Channel Partners: What sort of feedback has ServiceNow received from partners regarding the partner program and strategy? Are there things they like, changes they’re hoping to see?
Pope: We release our product twice a year in terms of updates and upgrades, and they want a heads up earlier in that cycle so that they can position, they can get ready and potentially get a differentiation over other players, or where they’ve implemented a previous technology from another provider, have we got something that’s competitive or displacing, and they want to get ahead of that.{ad}
Some of them are product-driven and others [want to] work better together in terms of go-to-market and verticalization, and messaging. I do a lot of work in our financial-services space and I’ve probably got 10 partners right now that I’m working with on how do we better leverage their knowledge in where they’re embedded with customers already on things outside of IT that we potentially don’t know about or wouldn’t normally know about, and come with us on the journey — because there [are] a lot of things that they can help us with in terms of educational awareness, but also as a sort of generic methodology of delivering service management, then we absolutely can help and fit into that space with them.
Channel Partners: How is 2017 shaping up for ServiceNow?
Pope: It will be a big one. We’re definitely tracking that way, both from a people and financial standpoint. Changing the CEO, we’ve got a new head of product, new channel lead and so on; it has been a lot of change, certainly at the senior level of the organization. But the thing that’s never dropped is we have this … flawless execution and customers are our No. 1 priority. Off the back of that, last year we launched two new products around customer service and security-operations management or response, and they’re like little startup business units, but have taken off like wildfire.
And there [are] other things that we’re doing in terms of innovation in the product that we’re delivering in our next release in June this year … that again will try to distance us from all of our competitors because they’re just not innovating in this space.

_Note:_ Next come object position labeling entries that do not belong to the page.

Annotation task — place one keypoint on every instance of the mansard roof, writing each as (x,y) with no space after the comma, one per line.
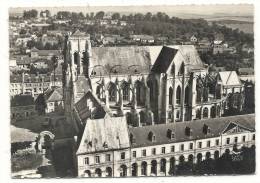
(84,111)
(104,134)
(217,127)
(53,94)
(229,78)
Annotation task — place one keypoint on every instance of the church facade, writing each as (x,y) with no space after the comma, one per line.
(147,84)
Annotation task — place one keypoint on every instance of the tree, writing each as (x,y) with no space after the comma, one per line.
(100,15)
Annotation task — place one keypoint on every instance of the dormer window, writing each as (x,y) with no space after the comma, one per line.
(206,129)
(151,136)
(188,131)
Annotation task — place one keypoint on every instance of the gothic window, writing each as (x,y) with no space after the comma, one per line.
(173,69)
(170,95)
(142,116)
(198,114)
(181,71)
(123,171)
(213,112)
(178,95)
(205,112)
(198,98)
(100,92)
(178,114)
(76,57)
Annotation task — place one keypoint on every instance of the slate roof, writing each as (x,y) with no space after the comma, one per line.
(22,100)
(104,134)
(216,125)
(229,78)
(246,71)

And with the talent and the people we’re hiring, it’s really to drive inefficiencies out, but also accelerate us even more on the journey that we’re on. So the view of the world is very good from that standpoint, but ultimately customer satisfaction is what we’re trying to achieve. And we’ve seen with all the big partners, and all the MSPs and the SIs of the world, they want to come and play, they want to be part of our journey, which is just a testament to doing the right things. And I think if we continue to do that, there [are] only good things for us on the runway.